Did you try setting it up with n-dashes instead of m? Because they're
smaller, you may get a smoother line because they can adjust to the
length in smaller increments...


Art Campbell
               art.campbell at gmail.com
  "... In my opinion, there's nothing in this world beats a '52
Vincent and a redheaded girl." -- Richard Thompson
                                                      No disclaimers apply.
                                                               DoD 358



On Wed, Sep 30, 2009 at 10:56 PM, Michael Kerrisk
<michael.kerrisk at googlemail.com> wrote:
> Hi Art, Les, and all,
>
> Winfried off list also pointed out to me how the way to use em-dash or
> en-dash here.
>
> This solution is nearly good enough, There is one small problem: the
> resulting leader does not quite begin at the left margin.
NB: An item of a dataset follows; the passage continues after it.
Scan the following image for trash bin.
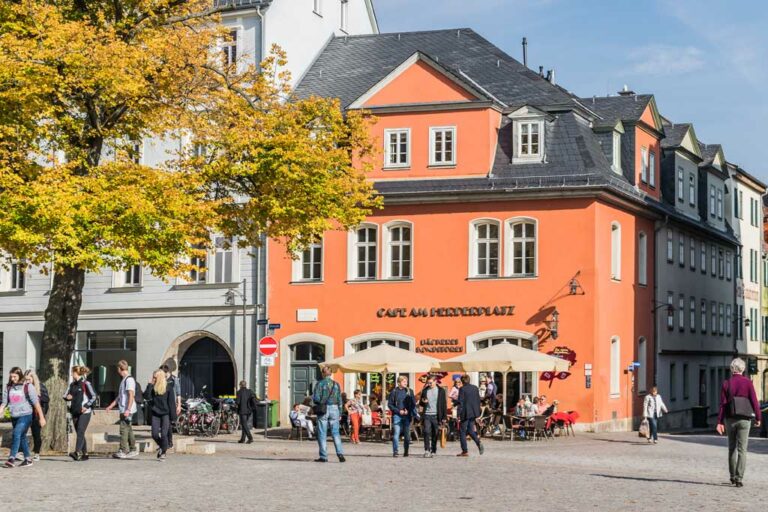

I suppose
> that this is because a whole number of dashes doesn't exactly fit to
> the flow width, so there is a little space left over at the start of
> the line. I found a solution for this, but it is not optimal: place a
> stretched em-dash at the start of the line (i.e., before the tab that
> creates the leader). I say that this is not optimal because it will
> require additional manual work, and there are hundreds of cases. Is
> there a better way of ensuring that the leader starts flush with the
> left margin?
>
> Cheers,
>
> Michael
>
>
> On Wed, Sep 30, 2009 at 4:16 PM, Art Campbell <art.campbell at gmail.com> 
> wrote:
>> On FM 8, I can set an m-dash as the leading character for a right tab
>> by inserting it in text and copy-and-pasting it into the Leading
>> character field (or use Lester's character string). If the m-dashes
>> don't connect, it'll be more complicated, but not bad. On the Font tab
>> for the paragraph, set the spread to -20% to eliminate the gaps.
>>
>> This creates a problem though -- it'll also squish the text characters.
>>
>> To fix this, create a new character tag that has all properties set to
>> As Is except the Spread -- which you leave at 0. Apply it to the text
>> in your leading tag, and it should revert the text to normal
>> appearance. You may be able to automate this using the Autonumbering
>> tab to set the character tag -- I didn't test that part of it.
>>
>> Art
>>
>> Art Campbell
>> ? ? ? ? ? ? ? art.campbell at gmail.com
>> ?"... In my opinion, there's nothing in this world beats a '52
>> Vincent and a redheaded girl." -- Richard Thompson
>> ? ? ? ? ? ? ? ? ? ? ? ? ? ? ? ? ? ? ? ? ? ? ? ? ? ? ?No disclaimers apply.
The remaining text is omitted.